Q: When you were a child, what was your response to this question: “What do you want to be when you grow up?”

A: This past December, my uncle asked me this very question, and I was truly perplexed. I’ll be the first to admit that my early childhood memory is disturbingly sparse. So, my mother chimed in — thank goodness. She said, and I’ll never forget this, “Meg just has always wanted to live outside and be kinda loud, although there was a brief period when she wanted to be professional violinist.”

Q: Share the pivotal moment in your life that helped you choose your field of study.

A: One that I specifically connect to the academic study of geography is taking AP Human Geography as a freshman in high school. It forced me to tackle challenges that were daunting in an academic progress sense such as writing a 60-page paper and asking questions like how does a person’s built environment influence the likelihood that they have biased views toward others? In a way that, at the ripe age of 14 I had never encountered before, it was a pretty transformative experience. The instructor of that class has become one of my dearest friends, and we continue to have these conversations to this day.

Meghan Rialse boot dance
Raisle and fellow senior Chloe Schneider “boot dance” in a square in downtown Quito during a summer research experience in Ecuador.

Q: Tell us about a time you encountered a tricky problem. How did you handle it and what did you learn from it?

A: For the past three years, I’ve been involved in environmental work through student government. Our organization and a few others are the primary bodies responsible for organizing any sort of Earth Day activity that may take place on campus in April. Over the last several years we have noticed over and over again that the kind of events we had and the sorts of activities we hosted at them tended to attract the same sort of people. We were preaching to the choir. So a group of us really racked our brains on how we could fundamentally change our approach to engage new people in mindful, environmentally conscious behavior.

We decided to host TrashPit. Instead of asking people to come talk to environmental organizations, we took trash from different parts of campus, threw it in the pit, and spent four hours sorting it in hazmat suits into stuff that could have been recycled, that could have been composted, that should never have existed in the first place, and finally actual trash. It started some new conversations and got new attention. Definitely a fun — and stinky — project to work on!

Q: Describe your research in 5 words.

A: “Streams can get gassy, too.”

Q: What are your passions outside of research?

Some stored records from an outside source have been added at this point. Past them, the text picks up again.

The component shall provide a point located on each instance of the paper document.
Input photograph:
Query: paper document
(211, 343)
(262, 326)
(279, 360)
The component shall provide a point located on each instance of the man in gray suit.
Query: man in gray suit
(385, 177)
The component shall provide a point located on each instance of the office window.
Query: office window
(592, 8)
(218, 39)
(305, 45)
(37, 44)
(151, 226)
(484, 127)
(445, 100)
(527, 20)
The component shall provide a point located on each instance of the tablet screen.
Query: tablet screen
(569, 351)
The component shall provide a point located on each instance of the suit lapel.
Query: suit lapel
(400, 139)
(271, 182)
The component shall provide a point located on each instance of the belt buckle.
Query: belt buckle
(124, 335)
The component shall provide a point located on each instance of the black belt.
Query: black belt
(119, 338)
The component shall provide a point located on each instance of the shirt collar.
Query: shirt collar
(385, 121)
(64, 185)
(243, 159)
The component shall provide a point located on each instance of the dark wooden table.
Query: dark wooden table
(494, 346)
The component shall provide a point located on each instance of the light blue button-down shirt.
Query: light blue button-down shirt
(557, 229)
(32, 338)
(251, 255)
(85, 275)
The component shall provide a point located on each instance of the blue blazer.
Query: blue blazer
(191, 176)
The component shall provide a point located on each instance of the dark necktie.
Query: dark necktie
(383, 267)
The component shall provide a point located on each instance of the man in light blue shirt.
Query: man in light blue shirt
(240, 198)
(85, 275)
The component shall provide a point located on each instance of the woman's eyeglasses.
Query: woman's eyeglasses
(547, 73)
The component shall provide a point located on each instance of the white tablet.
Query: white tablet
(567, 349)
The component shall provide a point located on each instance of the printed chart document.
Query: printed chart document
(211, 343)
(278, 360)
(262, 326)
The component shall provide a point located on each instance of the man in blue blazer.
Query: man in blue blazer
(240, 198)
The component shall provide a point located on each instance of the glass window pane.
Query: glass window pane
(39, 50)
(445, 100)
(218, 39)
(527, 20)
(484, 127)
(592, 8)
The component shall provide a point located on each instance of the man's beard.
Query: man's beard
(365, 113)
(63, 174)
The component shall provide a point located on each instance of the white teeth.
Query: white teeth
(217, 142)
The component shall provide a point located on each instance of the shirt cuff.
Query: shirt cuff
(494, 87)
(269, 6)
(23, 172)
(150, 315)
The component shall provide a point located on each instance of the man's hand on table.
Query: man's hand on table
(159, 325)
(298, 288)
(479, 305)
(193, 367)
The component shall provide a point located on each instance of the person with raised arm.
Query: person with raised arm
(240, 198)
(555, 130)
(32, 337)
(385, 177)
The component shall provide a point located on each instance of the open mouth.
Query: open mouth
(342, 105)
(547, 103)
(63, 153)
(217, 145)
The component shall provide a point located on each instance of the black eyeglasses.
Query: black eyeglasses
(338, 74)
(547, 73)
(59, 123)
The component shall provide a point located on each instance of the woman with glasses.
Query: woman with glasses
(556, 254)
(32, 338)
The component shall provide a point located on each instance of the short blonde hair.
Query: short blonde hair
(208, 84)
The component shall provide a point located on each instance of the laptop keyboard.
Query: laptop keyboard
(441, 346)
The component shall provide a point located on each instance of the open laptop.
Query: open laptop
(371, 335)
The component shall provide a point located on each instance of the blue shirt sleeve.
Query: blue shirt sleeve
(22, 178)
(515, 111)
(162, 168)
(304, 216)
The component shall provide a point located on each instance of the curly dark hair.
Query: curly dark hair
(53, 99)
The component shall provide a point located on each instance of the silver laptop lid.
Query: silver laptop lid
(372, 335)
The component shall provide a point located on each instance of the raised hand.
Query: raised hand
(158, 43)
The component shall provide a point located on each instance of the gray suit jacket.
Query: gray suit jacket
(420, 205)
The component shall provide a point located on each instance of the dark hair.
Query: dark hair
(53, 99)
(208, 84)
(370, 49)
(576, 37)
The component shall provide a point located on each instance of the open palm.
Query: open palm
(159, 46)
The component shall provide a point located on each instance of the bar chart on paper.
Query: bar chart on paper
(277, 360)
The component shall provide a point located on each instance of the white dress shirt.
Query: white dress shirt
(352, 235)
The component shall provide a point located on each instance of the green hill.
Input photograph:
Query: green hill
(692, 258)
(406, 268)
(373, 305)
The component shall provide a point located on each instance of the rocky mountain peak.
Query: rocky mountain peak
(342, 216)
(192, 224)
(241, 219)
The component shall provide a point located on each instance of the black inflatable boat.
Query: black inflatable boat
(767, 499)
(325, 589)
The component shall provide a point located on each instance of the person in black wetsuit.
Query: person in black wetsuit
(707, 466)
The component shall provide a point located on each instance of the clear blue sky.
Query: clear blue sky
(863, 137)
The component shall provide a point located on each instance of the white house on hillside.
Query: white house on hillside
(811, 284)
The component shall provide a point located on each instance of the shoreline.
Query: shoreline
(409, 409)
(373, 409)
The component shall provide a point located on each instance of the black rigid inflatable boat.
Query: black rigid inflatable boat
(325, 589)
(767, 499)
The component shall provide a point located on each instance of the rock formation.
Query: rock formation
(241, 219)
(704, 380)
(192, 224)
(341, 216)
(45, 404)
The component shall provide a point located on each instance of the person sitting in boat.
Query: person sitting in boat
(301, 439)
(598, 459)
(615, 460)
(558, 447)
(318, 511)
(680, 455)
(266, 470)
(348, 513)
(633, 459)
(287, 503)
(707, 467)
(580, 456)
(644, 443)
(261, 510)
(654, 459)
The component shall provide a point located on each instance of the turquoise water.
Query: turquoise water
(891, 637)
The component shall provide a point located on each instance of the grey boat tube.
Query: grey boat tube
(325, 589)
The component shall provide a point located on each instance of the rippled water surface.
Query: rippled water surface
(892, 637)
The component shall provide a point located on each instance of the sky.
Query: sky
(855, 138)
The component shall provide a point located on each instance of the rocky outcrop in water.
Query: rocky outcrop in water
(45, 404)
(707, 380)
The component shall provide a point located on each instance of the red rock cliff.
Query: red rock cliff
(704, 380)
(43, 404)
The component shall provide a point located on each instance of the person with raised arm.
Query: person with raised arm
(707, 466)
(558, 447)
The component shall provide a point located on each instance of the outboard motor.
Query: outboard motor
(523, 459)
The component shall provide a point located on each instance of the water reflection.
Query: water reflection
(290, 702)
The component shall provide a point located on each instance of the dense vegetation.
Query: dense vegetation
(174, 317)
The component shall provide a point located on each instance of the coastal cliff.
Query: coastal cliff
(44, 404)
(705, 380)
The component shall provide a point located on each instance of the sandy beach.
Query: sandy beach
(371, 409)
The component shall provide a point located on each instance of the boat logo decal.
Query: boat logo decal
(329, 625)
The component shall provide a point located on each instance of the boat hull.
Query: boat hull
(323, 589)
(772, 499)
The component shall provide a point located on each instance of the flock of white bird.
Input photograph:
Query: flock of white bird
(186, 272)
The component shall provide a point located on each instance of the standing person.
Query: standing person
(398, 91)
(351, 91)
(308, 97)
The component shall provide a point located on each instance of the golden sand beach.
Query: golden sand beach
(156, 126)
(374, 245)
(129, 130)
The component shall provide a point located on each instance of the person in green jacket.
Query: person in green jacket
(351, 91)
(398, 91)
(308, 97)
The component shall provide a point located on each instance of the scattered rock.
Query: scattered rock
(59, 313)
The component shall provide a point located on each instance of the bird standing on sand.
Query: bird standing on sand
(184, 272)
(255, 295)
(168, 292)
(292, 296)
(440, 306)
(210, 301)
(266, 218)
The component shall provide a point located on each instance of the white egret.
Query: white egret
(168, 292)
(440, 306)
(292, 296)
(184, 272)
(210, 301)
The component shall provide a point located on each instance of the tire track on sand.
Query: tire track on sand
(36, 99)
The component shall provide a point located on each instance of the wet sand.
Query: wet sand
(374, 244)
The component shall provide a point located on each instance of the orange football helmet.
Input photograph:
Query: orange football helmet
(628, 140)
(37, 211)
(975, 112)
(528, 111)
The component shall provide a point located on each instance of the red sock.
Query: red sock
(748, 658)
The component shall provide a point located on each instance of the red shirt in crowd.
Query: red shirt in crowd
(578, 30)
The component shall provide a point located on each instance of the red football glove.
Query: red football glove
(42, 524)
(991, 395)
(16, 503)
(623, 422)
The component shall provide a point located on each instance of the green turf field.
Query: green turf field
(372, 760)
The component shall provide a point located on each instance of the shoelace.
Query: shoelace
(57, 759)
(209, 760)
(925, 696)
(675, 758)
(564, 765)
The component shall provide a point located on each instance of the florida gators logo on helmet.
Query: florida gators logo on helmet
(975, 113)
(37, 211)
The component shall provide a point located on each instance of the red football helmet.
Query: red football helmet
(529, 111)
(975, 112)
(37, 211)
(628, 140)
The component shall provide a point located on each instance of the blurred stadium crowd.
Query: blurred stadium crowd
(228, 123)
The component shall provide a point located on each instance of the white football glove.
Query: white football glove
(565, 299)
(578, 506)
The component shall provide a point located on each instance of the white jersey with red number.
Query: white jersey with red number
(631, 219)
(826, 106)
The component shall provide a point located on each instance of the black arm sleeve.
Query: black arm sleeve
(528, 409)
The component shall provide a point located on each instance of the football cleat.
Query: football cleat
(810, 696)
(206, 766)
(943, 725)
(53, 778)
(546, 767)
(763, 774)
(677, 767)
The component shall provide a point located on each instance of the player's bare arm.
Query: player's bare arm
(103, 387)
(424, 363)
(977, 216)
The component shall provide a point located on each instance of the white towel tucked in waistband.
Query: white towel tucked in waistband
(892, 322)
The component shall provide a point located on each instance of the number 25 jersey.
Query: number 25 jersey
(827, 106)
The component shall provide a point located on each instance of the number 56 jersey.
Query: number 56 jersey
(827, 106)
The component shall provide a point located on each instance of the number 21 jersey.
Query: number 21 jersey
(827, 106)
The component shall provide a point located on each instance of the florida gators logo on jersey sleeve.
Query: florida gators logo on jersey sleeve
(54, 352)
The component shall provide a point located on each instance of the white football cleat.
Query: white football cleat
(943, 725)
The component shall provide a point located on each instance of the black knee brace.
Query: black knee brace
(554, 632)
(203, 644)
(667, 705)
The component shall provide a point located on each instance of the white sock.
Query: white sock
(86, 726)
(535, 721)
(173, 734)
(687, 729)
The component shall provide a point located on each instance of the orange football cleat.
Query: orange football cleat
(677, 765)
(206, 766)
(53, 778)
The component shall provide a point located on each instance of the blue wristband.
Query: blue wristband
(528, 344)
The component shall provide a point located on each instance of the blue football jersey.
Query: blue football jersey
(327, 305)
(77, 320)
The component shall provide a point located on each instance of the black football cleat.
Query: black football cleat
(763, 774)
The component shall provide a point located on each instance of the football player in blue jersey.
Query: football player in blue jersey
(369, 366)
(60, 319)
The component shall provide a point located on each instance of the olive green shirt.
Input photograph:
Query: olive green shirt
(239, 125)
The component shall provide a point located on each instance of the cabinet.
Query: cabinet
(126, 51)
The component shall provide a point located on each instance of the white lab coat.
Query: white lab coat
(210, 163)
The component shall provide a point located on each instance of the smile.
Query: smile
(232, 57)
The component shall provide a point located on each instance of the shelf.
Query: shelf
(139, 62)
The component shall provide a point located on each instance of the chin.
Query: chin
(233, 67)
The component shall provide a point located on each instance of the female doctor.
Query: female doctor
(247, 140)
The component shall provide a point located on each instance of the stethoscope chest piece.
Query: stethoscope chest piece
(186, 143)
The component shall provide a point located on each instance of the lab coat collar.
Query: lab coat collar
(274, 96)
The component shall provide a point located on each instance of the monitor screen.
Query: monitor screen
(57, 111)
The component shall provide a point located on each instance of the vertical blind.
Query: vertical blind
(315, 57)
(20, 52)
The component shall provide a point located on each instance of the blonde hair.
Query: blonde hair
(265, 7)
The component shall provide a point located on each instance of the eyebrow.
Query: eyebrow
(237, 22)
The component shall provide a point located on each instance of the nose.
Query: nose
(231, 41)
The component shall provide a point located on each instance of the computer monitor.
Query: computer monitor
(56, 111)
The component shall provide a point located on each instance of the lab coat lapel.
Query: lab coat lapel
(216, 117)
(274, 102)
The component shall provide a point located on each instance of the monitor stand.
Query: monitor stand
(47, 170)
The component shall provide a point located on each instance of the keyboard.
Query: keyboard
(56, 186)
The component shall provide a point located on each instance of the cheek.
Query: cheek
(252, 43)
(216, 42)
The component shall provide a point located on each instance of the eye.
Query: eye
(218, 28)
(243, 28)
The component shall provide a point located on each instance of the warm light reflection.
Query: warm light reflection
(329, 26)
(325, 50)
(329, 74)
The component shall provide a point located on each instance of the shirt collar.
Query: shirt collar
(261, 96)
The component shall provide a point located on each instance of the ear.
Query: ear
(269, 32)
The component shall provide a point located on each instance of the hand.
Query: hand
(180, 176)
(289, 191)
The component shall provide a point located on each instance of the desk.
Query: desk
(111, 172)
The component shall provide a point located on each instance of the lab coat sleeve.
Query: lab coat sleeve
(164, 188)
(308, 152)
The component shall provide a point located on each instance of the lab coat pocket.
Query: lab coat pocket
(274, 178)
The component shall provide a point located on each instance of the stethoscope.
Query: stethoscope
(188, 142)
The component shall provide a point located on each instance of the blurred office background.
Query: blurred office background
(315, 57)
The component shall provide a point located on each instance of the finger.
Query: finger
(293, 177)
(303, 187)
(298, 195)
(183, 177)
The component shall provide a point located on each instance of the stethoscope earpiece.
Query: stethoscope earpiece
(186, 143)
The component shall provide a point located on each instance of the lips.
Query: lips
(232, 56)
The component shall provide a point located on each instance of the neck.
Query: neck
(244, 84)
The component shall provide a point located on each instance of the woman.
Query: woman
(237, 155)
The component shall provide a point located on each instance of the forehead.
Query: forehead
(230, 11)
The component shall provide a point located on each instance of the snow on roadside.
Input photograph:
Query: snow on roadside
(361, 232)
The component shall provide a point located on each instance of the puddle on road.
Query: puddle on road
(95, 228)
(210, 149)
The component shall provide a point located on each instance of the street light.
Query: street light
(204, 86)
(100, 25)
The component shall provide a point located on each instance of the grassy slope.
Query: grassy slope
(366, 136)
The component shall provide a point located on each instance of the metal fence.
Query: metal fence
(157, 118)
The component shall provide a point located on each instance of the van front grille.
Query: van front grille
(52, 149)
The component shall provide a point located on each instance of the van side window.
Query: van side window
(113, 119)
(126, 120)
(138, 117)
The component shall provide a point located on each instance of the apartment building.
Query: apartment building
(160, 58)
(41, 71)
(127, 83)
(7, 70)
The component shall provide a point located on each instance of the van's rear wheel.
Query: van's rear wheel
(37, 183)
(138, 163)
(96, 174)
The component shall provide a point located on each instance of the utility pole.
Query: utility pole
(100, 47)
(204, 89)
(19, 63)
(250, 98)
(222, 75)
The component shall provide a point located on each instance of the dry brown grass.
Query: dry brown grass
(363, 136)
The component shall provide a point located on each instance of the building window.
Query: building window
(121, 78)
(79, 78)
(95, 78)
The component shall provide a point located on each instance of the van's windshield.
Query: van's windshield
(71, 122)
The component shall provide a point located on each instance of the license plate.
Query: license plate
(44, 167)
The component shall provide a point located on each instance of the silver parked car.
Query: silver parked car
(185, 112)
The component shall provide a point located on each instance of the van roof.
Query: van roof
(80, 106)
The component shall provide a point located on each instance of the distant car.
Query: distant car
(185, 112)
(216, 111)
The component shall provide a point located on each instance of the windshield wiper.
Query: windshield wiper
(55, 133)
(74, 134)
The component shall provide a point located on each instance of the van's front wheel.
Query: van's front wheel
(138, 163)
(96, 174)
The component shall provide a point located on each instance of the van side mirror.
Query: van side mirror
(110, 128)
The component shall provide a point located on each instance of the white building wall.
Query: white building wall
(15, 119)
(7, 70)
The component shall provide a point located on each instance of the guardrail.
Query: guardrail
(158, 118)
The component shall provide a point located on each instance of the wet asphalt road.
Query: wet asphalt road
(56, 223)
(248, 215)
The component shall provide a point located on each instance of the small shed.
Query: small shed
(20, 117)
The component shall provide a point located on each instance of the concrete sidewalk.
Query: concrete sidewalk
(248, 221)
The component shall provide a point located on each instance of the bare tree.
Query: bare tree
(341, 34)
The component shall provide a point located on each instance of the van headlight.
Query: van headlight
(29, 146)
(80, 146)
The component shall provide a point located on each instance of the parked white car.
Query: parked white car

A: Being outdoors, biking everywhere, brewing kombucha, and climate and environmental work. Of those, the one that takes up most of my time is climate activism. I am very much rooted in my fundamental belief that political activism is an effective tool for change that needs the support of science. Other activities like biking are important to me because they connect me to my childhood and my family in a lot of ways and are also the spaces and moments where I feel most connected to the people and places around me.